When a party signs a contract he chooses not to read and thereafter claims that he was fraudulently induced into signing the contract, the jury must decide whether the party claiming fraud exercised ordinary care in relying upon that fraudulent misrepresentation only or if that misrepresentation was accompanied by circumstances reasonably calculated to deceive one who did exercise ordinary care for his/her own protection.
The measure of damages in a fraud case is generally to place the injured plaintiff in the same position he would have been in but for the fraud. For example, if a plaintiff proves that he was fraudulently induced into buying a defective home, that plaintiff would be entitled to rescind the contract and receive a refund at his purchase price. Alternatively, another measure of damages for fraud is known as the "benefit of the bargain." For example, if a person is induced into buying an automobile upon representation that the car is worth $5,000 and the car turns out to be worth only $1,000, then the plaintiff would be entitled to the $4,000 difference.
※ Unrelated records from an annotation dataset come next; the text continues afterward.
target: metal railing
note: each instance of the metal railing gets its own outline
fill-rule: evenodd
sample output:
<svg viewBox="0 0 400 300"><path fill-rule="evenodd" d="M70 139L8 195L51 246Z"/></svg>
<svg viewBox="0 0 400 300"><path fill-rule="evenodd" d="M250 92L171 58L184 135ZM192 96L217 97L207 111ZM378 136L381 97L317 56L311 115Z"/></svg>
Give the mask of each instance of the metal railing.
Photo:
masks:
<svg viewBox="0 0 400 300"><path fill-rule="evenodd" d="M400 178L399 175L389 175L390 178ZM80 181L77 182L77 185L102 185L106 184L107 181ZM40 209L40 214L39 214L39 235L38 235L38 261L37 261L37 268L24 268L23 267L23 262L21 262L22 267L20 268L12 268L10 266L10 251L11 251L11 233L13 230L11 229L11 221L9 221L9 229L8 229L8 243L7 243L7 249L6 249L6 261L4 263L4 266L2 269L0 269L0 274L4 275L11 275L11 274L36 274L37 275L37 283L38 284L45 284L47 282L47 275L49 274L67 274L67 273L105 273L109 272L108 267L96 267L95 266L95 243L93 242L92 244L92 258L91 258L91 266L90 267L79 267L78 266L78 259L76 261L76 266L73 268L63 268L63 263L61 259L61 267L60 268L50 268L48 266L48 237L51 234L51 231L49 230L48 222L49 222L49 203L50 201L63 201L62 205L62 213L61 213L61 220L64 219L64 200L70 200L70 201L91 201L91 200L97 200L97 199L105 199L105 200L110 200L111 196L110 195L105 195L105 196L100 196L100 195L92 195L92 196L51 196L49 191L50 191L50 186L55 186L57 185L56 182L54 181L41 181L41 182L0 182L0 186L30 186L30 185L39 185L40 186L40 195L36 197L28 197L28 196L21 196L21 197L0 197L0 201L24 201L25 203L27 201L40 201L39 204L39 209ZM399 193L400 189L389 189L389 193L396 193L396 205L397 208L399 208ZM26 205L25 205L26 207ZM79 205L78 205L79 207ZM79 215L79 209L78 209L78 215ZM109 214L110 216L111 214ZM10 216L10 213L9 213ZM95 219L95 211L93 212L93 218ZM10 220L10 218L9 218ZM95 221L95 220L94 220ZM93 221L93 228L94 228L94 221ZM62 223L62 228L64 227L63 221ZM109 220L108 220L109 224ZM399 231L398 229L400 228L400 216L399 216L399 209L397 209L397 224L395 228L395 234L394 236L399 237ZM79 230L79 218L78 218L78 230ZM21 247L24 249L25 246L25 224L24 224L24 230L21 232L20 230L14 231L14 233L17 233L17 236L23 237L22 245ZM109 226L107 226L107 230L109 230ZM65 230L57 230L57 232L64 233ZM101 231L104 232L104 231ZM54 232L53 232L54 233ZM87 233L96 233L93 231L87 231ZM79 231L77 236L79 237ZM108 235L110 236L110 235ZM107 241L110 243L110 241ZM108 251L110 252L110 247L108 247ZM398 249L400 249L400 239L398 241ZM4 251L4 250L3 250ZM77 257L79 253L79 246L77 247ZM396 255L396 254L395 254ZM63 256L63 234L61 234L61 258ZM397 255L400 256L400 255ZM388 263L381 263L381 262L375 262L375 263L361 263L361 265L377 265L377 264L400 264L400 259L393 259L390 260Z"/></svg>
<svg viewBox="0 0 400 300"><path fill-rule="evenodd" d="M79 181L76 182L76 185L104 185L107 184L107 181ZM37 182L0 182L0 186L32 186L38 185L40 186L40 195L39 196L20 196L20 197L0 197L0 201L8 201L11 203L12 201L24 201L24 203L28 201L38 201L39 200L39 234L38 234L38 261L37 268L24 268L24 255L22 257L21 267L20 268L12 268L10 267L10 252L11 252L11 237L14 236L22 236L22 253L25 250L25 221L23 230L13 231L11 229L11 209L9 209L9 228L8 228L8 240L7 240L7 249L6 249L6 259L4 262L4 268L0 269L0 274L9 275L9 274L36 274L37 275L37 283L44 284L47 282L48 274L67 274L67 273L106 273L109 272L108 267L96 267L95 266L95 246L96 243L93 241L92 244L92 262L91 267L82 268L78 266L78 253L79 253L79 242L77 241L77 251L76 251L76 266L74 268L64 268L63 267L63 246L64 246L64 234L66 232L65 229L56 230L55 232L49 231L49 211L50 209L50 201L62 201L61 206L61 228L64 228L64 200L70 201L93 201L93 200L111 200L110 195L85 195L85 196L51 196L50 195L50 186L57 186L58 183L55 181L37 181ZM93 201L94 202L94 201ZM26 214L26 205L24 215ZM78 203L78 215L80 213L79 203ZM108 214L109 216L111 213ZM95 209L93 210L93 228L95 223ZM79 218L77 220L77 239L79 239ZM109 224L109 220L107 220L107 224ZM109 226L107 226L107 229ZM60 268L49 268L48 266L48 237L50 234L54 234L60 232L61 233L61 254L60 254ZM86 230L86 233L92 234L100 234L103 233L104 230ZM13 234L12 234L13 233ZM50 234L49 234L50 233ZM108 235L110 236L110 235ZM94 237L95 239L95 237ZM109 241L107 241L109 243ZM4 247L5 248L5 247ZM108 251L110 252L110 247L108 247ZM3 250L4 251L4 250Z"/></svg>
Finally, Kentucky courts have repeatedly held that a jury may assess punitive damages, in addition to compensatory damages, against a party who has been found to have committed fraudulent acts. While there is no strict mathematical formula restricting the amount of punitive damages a jury may award for fraud, the United States Supreme Court has repeatedly held that punitive damages awards exceeding ten times the amount of the compensatory damage awards are constitutionally suspect.